The ONGC Group, which is looking at business opportunities in the US and Canada, has given the former an assurance that it will adhere to the conditions laid down against dealing with sanctions-hit countries, such as Iran.
Until now, ONGC Videsh Ltd (OVL) has been unable to make an entry into the US shale gas business because of its interests in sanction-hit countries; other Indian companies have gained a foothold there.
Analysts cite two reasons for ONGC’s interest in the US — one, to attract foreign investors if OVL decides to go for overseas listing and, two, the shale business.
The sanctions specify restrictions on import and export of crude oil, petroleum and petrochemical products into or out of Iran. They also limit the investments in providing goods or services to support Iran’s development of petroleum resources.
OVL reportedly hired a specialist lobbying firm in the US to present its case to American lawmakers on issues related to its oil and gas operations in India and its future focus on the US oil and gas market.

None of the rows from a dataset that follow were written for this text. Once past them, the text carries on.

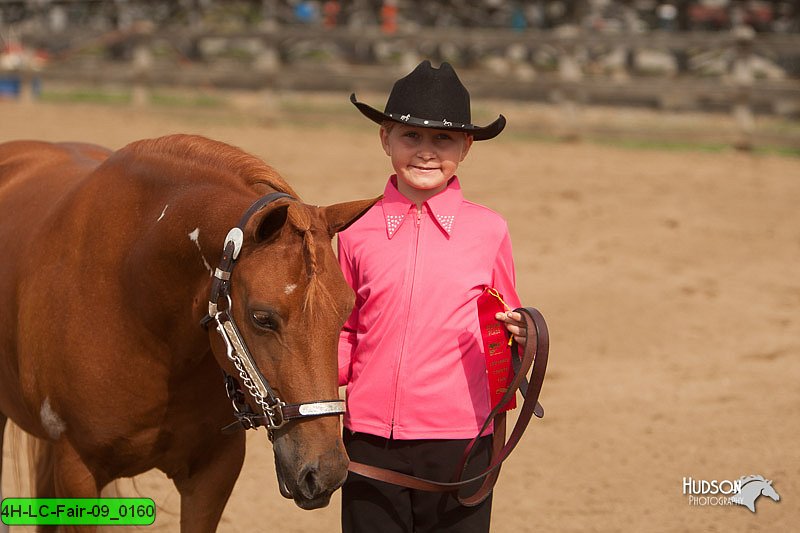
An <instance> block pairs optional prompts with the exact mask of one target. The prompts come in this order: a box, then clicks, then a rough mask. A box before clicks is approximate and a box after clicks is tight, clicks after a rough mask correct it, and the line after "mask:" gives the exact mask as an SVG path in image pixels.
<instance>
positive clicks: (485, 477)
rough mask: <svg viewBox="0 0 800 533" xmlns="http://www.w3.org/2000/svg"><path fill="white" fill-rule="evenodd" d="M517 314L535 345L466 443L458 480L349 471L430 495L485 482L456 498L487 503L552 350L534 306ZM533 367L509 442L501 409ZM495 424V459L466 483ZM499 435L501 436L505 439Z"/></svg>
mask: <svg viewBox="0 0 800 533" xmlns="http://www.w3.org/2000/svg"><path fill="white" fill-rule="evenodd" d="M515 311H517V312H520V313H521V314H522V316H523V317H524V318H525V323H526V325H527V328H528V331H529V332H530V331H536V343H535V345H534V343H531V342H528V343H526V345H525V350H524V351H523V356H522V358H521V359H522V360H521V362H520V367H519V370H518V371H517V372H516V374H515V375H514V379H513V380H512V382H511V384H510V385H509V387H508V390H507V391H506V393H505V394H504V395H503V398H502V399H501V400H500V402H499V403H498V405H497V407H495V408H494V409H492V411H491V412H490V413H489V415H488V416H487V417H486V420H485V422H484V423H483V426H482V427H481V430H480V431H479V432H478V434H477V435H476V436H475V437H474V438H473V439H472V440H471V441H470V442H469V444H467V447H466V449H465V450H464V454H463V456H462V458H461V463H460V464H459V467H458V469H457V471H456V479H457V481H453V482H450V483H446V482H440V481H432V480H429V479H424V478H419V477H415V476H410V475H407V474H402V473H400V472H395V471H393V470H387V469H385V468H380V467H376V466H371V465H365V464H363V463H359V462H356V461H351V462H350V466H349V467H348V469H349V470H350V471H351V472H353V473H355V474H359V475H362V476H364V477H368V478H371V479H375V480H378V481H384V482H386V483H392V484H394V485H399V486H401V487H406V488H410V489H416V490H423V491H428V492H454V491H457V490H459V489H462V488H464V487H465V486H467V485H469V484H471V483H475V482H477V481H480V480H484V481H483V484H482V485H481V487H480V488H479V489H478V490H477V491H476V492H475V493H474V494H472V495H471V496H467V497H461V496H460V495H459V496H457V499H458V501H459V503H461V505H464V506H466V507H473V506H475V505H478V504H480V503H481V502H482V501H484V500H485V499H486V498H487V497H488V496H489V494H490V493H491V491H492V489H493V488H494V485H495V483H496V482H497V478H498V475H499V473H500V472H499V470H500V466H501V465H502V464H503V461H505V460H506V459H507V458H508V456H509V455H510V454H511V452H512V451H513V450H514V448H515V447H516V445H517V444H518V443H519V440H520V439H521V438H522V434H523V433H524V432H525V429H526V428H527V426H528V423H529V422H530V419H531V417H532V416H533V415H534V414H535V411H536V406H537V405H538V400H539V394H540V393H541V391H542V384H543V382H544V376H545V372H546V370H547V356H548V352H549V349H550V337H549V333H548V330H547V323H546V322H545V320H544V317H543V316H542V314H541V313H540V312H539V311H538V310H537V309H535V308H533V307H520V308H518V309H516V310H515ZM512 351H513V352H514V356H516V357H517V358H519V346H518V344H517V343H516V342H515V343H514V344H513V345H512ZM512 359H513V358H512ZM531 367H533V370H532V371H531V379H530V381H529V382H528V386H527V387H526V391H525V393H524V397H525V401H524V402H523V404H522V408H521V409H520V413H519V416H518V417H517V422H516V424H514V428H513V429H512V431H511V435H510V437H509V438H508V440H507V441H506V440H505V427H506V419H505V413H500V412H499V409H500V407H502V406H503V405H505V404H506V403H507V402H508V400H509V399H511V395H512V394H515V393H516V390H517V388H519V387H520V386H521V384H522V381H523V379H525V376H526V375H527V373H528V370H530V369H531ZM493 421H494V422H495V424H496V425H495V433H494V436H493V439H492V458H491V461H490V463H489V466H488V467H487V468H486V469H485V470H484V471H483V472H481V473H480V474H478V475H477V476H474V477H472V478H470V479H466V480H465V479H461V477H462V476H463V473H464V468H465V467H466V465H467V463H468V462H469V458H470V455H471V452H472V450H473V447H474V445H475V443H476V442H477V440H478V439H479V438H480V437H481V434H482V433H483V432H484V430H485V429H486V428H487V427H489V424H490V423H492V422H493ZM500 433H502V436H501V435H500Z"/></svg>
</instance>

However, the Group continues its business links with Iran, which includes crude sourcing by Mangalore Refinery & Petrochemicals Ltd and exploration interests by OVL. To avoid US and EU sanctions, the Government has been looking at floating a separate company to develop an oil and gas block in Iran. However, officials remained non-committal and played this down, as Prime Minister Manmohan Singh is set to visit the US later this month.
Iran has been a major crude oil supplier to India. But, following the sanctions, it lost its position as second-largest supplier to countries such as Iraq and Venezuela. According to the reports, the new regime in Iran has communicated that it would like Indian refineries to re-negotiate Euro payments for crude oil purchases.
Iran has also indicated that OVL will not be given a special dispensation after its huge gas find in Iran. OVL is keen to develop the Farzad-B gas find in the Farsi offshore block in Iran. The field is estimated to hold in-place reserves of up to 21.68 trillion cubic feet (tcf), of which 12.8 tcf of gas and 212 million barrels of condensate may be recoverable.
The previous regime of Iran seemed inclined to offer the block under a production sharing agreement (PSA), a deviation from its existing exploration regime. However, the new regime has reportedly indicated that this is not possible.
While globally most countries offer PSA, a few follow the service contract route. In the latter, payments are made in accordance with the service rendered. However, the company rendering such services is not entitled to any share in oil/gas. In a PSA, the company concerned takes calculated risk in investing in an upstream venture and is entitled to a share of the resulting oil/gas production.